25Du côté argentin, la province de Misiones ne rentre pas dans cette catégorie. Dans les départements comme San Pedro et Manoel Belgrano, la croissance est historiquement associée à la migration de Brésiliens en quête de nouvelles frontières agricoles. Mais au sud de cette province, la croissance est liée à la politique démographique instaurée par le gouvernement argentin à partir des années 1980.
26En Uruguay, un mouvement populationnel peut être observé dans le nord-sud, en direction des départements proches de Montevideo. Ce mouvement semble issu de facteurs similaires à ceux observés à la frontière sud du Rio Grande do Sul, à savoir la prédominance économique de l’agriculture et de l’élevage de propriétés agricoles moyennes et grandes, une lente incorporation de la technologie et un faible développement industriel. Cependant, des études plus approfondies sur les similitudes entre les structures économique de la région frontalière entre le Brésil et l’Uruguay sont encore nécessaires.
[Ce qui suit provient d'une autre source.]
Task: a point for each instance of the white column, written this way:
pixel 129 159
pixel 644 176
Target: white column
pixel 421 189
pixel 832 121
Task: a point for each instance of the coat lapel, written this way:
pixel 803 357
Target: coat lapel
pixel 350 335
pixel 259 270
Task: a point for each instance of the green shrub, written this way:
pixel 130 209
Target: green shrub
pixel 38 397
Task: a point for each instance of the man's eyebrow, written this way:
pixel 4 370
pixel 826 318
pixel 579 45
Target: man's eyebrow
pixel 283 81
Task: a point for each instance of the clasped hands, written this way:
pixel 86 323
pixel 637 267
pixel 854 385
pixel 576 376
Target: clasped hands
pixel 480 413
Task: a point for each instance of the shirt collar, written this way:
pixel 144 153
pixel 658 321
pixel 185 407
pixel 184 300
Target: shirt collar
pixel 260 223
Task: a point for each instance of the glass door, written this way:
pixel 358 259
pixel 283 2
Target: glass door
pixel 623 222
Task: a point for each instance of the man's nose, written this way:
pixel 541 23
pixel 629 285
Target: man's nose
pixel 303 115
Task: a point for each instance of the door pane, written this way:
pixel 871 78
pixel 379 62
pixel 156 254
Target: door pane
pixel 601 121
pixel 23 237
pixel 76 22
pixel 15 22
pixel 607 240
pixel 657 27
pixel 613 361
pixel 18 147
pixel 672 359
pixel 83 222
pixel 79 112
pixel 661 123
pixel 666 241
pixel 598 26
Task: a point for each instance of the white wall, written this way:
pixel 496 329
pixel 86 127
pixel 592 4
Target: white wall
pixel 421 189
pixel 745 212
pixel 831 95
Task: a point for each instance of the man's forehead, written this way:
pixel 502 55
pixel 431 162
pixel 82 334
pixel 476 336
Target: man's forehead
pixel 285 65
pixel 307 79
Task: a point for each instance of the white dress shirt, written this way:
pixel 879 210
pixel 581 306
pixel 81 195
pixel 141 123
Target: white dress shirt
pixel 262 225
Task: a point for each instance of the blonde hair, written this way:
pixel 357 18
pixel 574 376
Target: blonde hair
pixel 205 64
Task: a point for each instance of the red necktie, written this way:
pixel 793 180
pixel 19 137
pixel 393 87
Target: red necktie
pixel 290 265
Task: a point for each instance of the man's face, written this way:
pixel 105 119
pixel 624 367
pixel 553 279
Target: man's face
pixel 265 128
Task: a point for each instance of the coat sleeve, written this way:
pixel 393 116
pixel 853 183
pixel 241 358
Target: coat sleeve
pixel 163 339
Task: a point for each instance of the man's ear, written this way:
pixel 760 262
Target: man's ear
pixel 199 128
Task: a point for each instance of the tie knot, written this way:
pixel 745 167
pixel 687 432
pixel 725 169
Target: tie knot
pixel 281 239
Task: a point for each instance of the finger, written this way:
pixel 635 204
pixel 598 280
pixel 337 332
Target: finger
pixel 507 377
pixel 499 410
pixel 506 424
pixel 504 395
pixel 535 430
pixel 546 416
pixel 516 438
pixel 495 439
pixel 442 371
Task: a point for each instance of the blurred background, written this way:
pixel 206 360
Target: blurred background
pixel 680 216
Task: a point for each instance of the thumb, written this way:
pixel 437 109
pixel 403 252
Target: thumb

27Dans l’État du Rio Grande do Sul, la principale migration de la population se situe dans le sens ouest-est, au départ de la région de la frontière. Au sud, la structure économique supra citée contribue à ces migrations de la population. À la frontière avec l’Argentine, et en particulier au nord-ouest, la structure agricole et d’élevage qui prédomine est celle des petites et moyennes propriétés agricoles – un scénario qui ne semble pas davantage inciter la population à se fixer. Ce nonobstant, la région de Santa Rosa présente une industrie de machines et équipements agricoles très dynamique.